Phases 1–3: Ports, pods, and prompt pollution

Deployment issues came fast. The first was a port mismatch — the router listened on :8080 but the Kubernetes service had targetPort: 8000. A five-second fix. The more confusing problem was that /healthz kept returning the Python service's response even after deploying the Go pod. The rollout hadn't completed; I was port-forwarding to the wrong pod. Lesson: always wait on kubectl rollout status.

Routing bugs came next. The intent service — a 1.5B parameter model meant to classify messages as "general" or "coding" — was silently ignoring its classification instructions and generating code instead of JSON. The cause was sending the full conversation history to a model that small. It just couldn't hold the instruction in context. The fix matched what the Python original did: classify only the last user message, truncated to 500 characters.

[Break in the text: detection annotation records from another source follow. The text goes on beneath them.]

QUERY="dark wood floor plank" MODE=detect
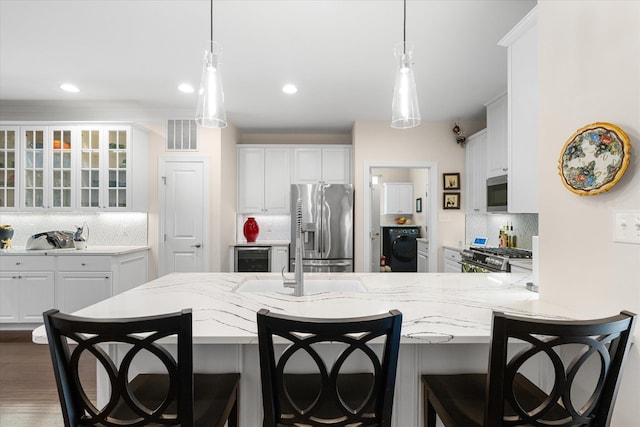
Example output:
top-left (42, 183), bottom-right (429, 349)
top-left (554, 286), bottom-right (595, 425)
top-left (0, 340), bottom-right (96, 427)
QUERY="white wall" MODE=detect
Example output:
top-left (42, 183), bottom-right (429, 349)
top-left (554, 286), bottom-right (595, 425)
top-left (143, 123), bottom-right (237, 279)
top-left (538, 0), bottom-right (640, 427)
top-left (353, 121), bottom-right (484, 271)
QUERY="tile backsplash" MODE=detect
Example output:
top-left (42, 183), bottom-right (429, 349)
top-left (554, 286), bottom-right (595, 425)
top-left (465, 214), bottom-right (538, 249)
top-left (0, 212), bottom-right (147, 246)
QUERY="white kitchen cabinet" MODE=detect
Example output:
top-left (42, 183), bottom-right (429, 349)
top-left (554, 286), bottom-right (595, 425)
top-left (382, 182), bottom-right (413, 215)
top-left (444, 248), bottom-right (462, 273)
top-left (465, 129), bottom-right (487, 214)
top-left (0, 126), bottom-right (20, 210)
top-left (292, 145), bottom-right (351, 184)
top-left (0, 124), bottom-right (148, 212)
top-left (0, 250), bottom-right (148, 328)
top-left (111, 251), bottom-right (149, 295)
top-left (417, 239), bottom-right (429, 273)
top-left (78, 125), bottom-right (148, 212)
top-left (499, 8), bottom-right (538, 213)
top-left (238, 146), bottom-right (291, 214)
top-left (486, 94), bottom-right (509, 178)
top-left (19, 125), bottom-right (76, 211)
top-left (56, 271), bottom-right (112, 313)
top-left (0, 256), bottom-right (55, 323)
top-left (271, 246), bottom-right (289, 273)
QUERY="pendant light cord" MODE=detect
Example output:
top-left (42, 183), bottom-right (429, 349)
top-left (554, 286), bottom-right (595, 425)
top-left (209, 0), bottom-right (214, 53)
top-left (402, 0), bottom-right (407, 44)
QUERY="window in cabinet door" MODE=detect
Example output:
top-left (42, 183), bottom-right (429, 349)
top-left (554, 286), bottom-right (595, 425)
top-left (50, 129), bottom-right (73, 208)
top-left (0, 128), bottom-right (18, 209)
top-left (80, 129), bottom-right (100, 208)
top-left (108, 130), bottom-right (127, 208)
top-left (23, 128), bottom-right (45, 208)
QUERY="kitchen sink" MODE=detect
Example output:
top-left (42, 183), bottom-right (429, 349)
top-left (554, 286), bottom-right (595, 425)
top-left (236, 279), bottom-right (367, 295)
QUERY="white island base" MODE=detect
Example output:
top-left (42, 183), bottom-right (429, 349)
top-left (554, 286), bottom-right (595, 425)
top-left (33, 273), bottom-right (570, 427)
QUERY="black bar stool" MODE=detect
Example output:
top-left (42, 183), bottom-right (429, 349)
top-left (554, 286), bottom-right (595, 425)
top-left (43, 309), bottom-right (240, 427)
top-left (422, 311), bottom-right (637, 427)
top-left (257, 309), bottom-right (402, 427)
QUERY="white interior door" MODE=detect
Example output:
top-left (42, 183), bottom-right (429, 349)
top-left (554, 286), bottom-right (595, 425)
top-left (158, 159), bottom-right (208, 276)
top-left (369, 184), bottom-right (381, 271)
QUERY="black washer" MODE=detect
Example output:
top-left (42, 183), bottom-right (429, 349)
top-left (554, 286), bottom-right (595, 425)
top-left (382, 227), bottom-right (420, 272)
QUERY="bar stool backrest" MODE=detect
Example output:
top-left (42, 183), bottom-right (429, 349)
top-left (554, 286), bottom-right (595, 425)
top-left (485, 311), bottom-right (637, 426)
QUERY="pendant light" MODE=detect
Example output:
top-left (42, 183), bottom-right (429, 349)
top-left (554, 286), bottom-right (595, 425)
top-left (391, 0), bottom-right (422, 129)
top-left (196, 0), bottom-right (227, 128)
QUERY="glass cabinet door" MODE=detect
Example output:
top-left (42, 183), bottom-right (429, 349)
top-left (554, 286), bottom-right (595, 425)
top-left (22, 127), bottom-right (46, 208)
top-left (107, 129), bottom-right (129, 208)
top-left (49, 129), bottom-right (74, 208)
top-left (0, 127), bottom-right (19, 209)
top-left (80, 129), bottom-right (102, 208)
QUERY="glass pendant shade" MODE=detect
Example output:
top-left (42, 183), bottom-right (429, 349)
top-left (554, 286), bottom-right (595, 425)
top-left (391, 42), bottom-right (422, 129)
top-left (196, 41), bottom-right (227, 128)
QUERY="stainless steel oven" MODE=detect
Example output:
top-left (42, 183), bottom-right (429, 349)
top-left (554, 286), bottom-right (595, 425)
top-left (233, 246), bottom-right (271, 273)
top-left (487, 175), bottom-right (508, 212)
top-left (460, 248), bottom-right (533, 273)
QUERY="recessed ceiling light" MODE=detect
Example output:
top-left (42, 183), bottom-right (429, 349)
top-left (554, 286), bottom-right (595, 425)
top-left (282, 84), bottom-right (298, 95)
top-left (60, 83), bottom-right (80, 93)
top-left (178, 83), bottom-right (194, 93)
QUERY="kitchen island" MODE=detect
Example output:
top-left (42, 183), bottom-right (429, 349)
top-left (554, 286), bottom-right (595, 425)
top-left (33, 273), bottom-right (570, 427)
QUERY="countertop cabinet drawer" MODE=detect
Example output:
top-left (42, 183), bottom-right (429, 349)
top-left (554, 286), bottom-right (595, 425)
top-left (58, 255), bottom-right (111, 271)
top-left (0, 255), bottom-right (56, 271)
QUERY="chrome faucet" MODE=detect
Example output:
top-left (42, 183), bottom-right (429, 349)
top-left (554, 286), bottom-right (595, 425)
top-left (282, 199), bottom-right (304, 297)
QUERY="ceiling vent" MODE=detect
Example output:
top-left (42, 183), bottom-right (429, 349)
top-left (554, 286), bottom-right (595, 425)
top-left (167, 120), bottom-right (198, 151)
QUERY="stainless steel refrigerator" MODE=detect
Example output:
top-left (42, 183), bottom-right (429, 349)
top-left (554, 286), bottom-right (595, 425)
top-left (289, 184), bottom-right (353, 273)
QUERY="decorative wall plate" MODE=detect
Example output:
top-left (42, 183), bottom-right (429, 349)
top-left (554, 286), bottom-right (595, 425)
top-left (558, 122), bottom-right (631, 196)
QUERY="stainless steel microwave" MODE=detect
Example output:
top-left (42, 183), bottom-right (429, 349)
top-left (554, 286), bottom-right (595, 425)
top-left (487, 175), bottom-right (508, 212)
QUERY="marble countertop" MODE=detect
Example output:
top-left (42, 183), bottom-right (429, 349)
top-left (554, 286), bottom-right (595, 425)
top-left (0, 245), bottom-right (150, 256)
top-left (509, 259), bottom-right (533, 270)
top-left (32, 273), bottom-right (571, 344)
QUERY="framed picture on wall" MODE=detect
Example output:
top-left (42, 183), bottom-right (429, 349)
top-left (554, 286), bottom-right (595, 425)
top-left (442, 172), bottom-right (460, 190)
top-left (442, 193), bottom-right (460, 209)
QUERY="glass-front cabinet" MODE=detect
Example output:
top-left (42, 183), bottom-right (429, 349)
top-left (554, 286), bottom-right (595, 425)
top-left (21, 126), bottom-right (47, 209)
top-left (49, 128), bottom-right (77, 209)
top-left (107, 129), bottom-right (130, 208)
top-left (79, 126), bottom-right (131, 210)
top-left (0, 126), bottom-right (20, 210)
top-left (0, 125), bottom-right (140, 211)
top-left (20, 126), bottom-right (74, 210)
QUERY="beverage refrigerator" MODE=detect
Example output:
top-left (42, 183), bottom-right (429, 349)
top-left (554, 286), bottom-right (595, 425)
top-left (289, 184), bottom-right (353, 273)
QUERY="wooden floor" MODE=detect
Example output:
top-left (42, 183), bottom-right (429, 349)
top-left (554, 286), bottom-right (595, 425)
top-left (0, 331), bottom-right (96, 427)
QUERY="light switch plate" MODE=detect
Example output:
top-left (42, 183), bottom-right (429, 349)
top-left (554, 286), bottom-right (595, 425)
top-left (613, 211), bottom-right (640, 245)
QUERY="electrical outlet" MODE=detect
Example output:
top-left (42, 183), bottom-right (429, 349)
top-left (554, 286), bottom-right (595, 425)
top-left (613, 211), bottom-right (640, 245)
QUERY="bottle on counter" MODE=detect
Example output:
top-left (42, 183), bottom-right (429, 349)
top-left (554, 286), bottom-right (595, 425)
top-left (509, 223), bottom-right (517, 248)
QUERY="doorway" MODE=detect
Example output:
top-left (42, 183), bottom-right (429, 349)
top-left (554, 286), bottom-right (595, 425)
top-left (158, 157), bottom-right (209, 276)
top-left (363, 161), bottom-right (438, 272)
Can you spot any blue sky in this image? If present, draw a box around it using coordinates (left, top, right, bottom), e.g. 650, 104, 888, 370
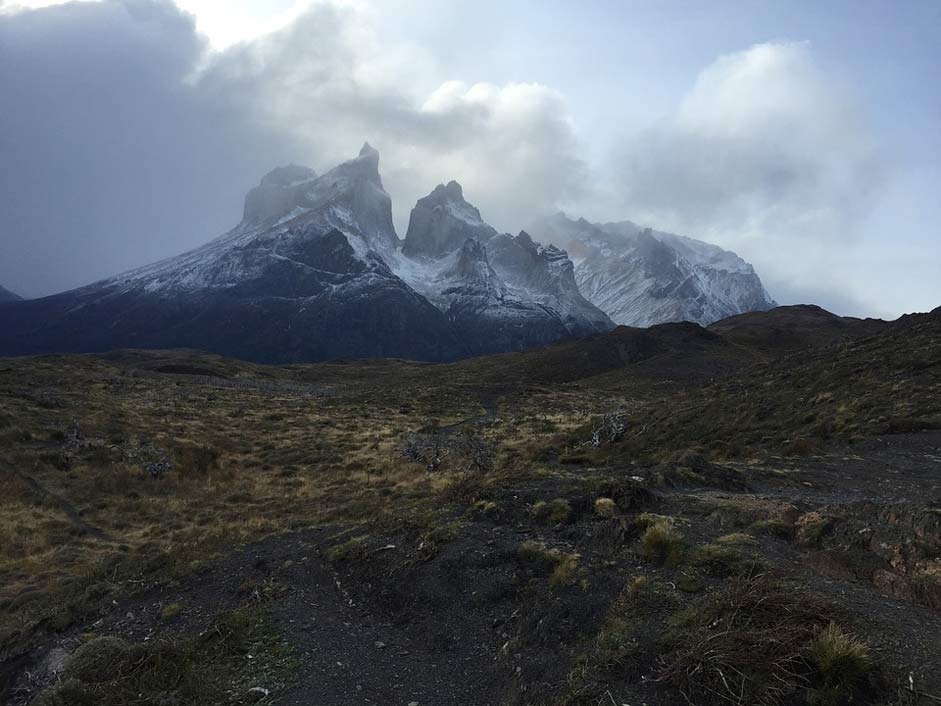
0, 0, 941, 316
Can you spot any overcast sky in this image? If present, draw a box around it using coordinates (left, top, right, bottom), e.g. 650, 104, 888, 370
0, 0, 941, 317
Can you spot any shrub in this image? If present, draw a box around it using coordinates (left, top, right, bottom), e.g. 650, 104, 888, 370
64, 637, 140, 684
751, 520, 796, 539
517, 540, 581, 588
640, 520, 684, 566
659, 574, 833, 706
549, 554, 581, 588
31, 679, 95, 706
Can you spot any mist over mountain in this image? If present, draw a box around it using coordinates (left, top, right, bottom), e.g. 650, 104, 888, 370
534, 213, 776, 326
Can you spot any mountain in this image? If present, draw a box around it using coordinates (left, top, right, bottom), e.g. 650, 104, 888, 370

But even after that fix, the intent model was unreliable enough under real load that I disabled it entirely. The heuristic — keyword matching on the prompt — turned out to be faster, deterministic, and frankly more correct for the workloads I throw at it. The intent model stays in the codebase for when a better model comes along.

Phase 4: Giving the router a memory

The most interesting engineering problem in the whole project was conversation tracking. OpenWebUI — the chat frontend — sends no session ID. Every request is stateless from the client's perspective. I needed to reconstruct conversation continuity from the content alone.

The solution: a rolling SHA256 hash of prior user messages. On each turn, the router hashes all previous user messages it has seen, looks that hash up in PostgreSQL, and finds (or creates) the conversation row. After finding it, it immediately writes the next turn's expected hash so the lookup succeeds on the following request.

This broke in several interesting ways:

  • SHA256 of an empty string is a constant — every new conversation shared the same DB row until I added a guard for the empty-hash case.
  • Including assistant responses in the hash meant the hash changed unpredictably. Fix: hash only user messages.
  • Index-based exclusion (i < len(messages)-1) broke when message ordering varied. Fix: exclude by content match instead.

The schema ended up as three tables: conversations, messages, and embeddings. The embeddings table uses pgvector's vector(768) type for semantic retrieval.

Phases 5–6: Async events and semantic memory

Every stored message publishes a NATS event. Workers downstream handle the slow stuff asynchronously: a summarisation worker periodically condenses long conversations using one of the inference backends; an embedding worker sends message content to a nomic-embed-text service running on a GPU slice and stores the resulting 768-dimensional vector.

Context injection became a hybrid of two retrieval strategies. The last 4 messages by chronological order provide conversational flow; the top 4 by pgvector cosine similarity recover relevant older context. The semantic pass excludes anything already in the chronological window to avoid duplication.

One subtle ordering bug: I was fetching history after storing the current user message, so the current message appeared in the retrieved history and got filtered out, leaving the context empty. Flipping the fetch to happen before the store fixed it.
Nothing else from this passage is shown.